You're starting to get into CPU architecture and design. Some fun stuff. Here's a summary of how it all works and the history.
Basically, a CPU is single threaded and can only do 1 operation at a time. It can take a value from one register (a group of capacitors that represent data (charged capacitor = 1, discharged capacitor = 0)) and perform a basic calculation (and, or, xor, left shift, right shift, etc).
The number of operations it can do in a single second is the clock speed. A clock speed of 1GHZ is 1,000,000,000 operations per second.
Because it is so fast, and because humans see 1 second as a little bit of time, it creates the illusion that multiple things are happening at the same time. Sort of how motion pictures work.
Because there was 1 CPU on 1 physical chip, the terms were synonymous.
They discovered that CPUs were very good at lots of things, but were not very good with some mathematical operations. Calculations with long decimal places took many, many operations to perform. So they started adding an extra part to the chip for FPA (floating point arithmetic). It was very more efficient at working with decimal points. And since it was separate part, the CPU could give the FPA a calculation and then work on something else until the FPA was done and returned the result. If the CPU wasn't working with big decimal places (or similar problems), then the FPA was idle.
Eventually, engineers realized that it was kind of wasteful to have the FPA idle most of the time. So they built a chip where the CPU would call the FPA all the time, not just for special calculations.

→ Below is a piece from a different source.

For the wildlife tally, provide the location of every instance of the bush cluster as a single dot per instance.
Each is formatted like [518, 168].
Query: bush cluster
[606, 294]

Intel called this hyper threading. It allowed a single chip to perform 2 operations at the same time (one by the CPU and one by the FPA).
More time goes by, more RD money spent, and they figured out how to put multiple CPU's (each with it's own FPA) on a single chip.
The activity monitor doesn't distinguish between a CPU and an FPA. Both are a processing core that is capable of performing an operation.
Now marketing and advertising can get a little confusing.
Sometimes a chip with 1 cpu and 1 fpa will be advertised as "Dual Core."
Sometimes a chip with 2 cpus and 2 fpa will be advertised as "Dual Core."
In the first case, you are capable of 2 operations at once.
But in the later case, you actually are capable of 4 operations at once.
All macs (except the Mac Pro) have a single processor (physical chip). They may have 4 cores (cpu) each is hyperthreaded. So it will look like there are 4 processors.
Some physical chips have 6 or 8 cores. Each is hyper threaded, so can do 12 or 16 operations at a time. If you had 2 physical chips, then you'd be capable of 24 or 36 operations at a time.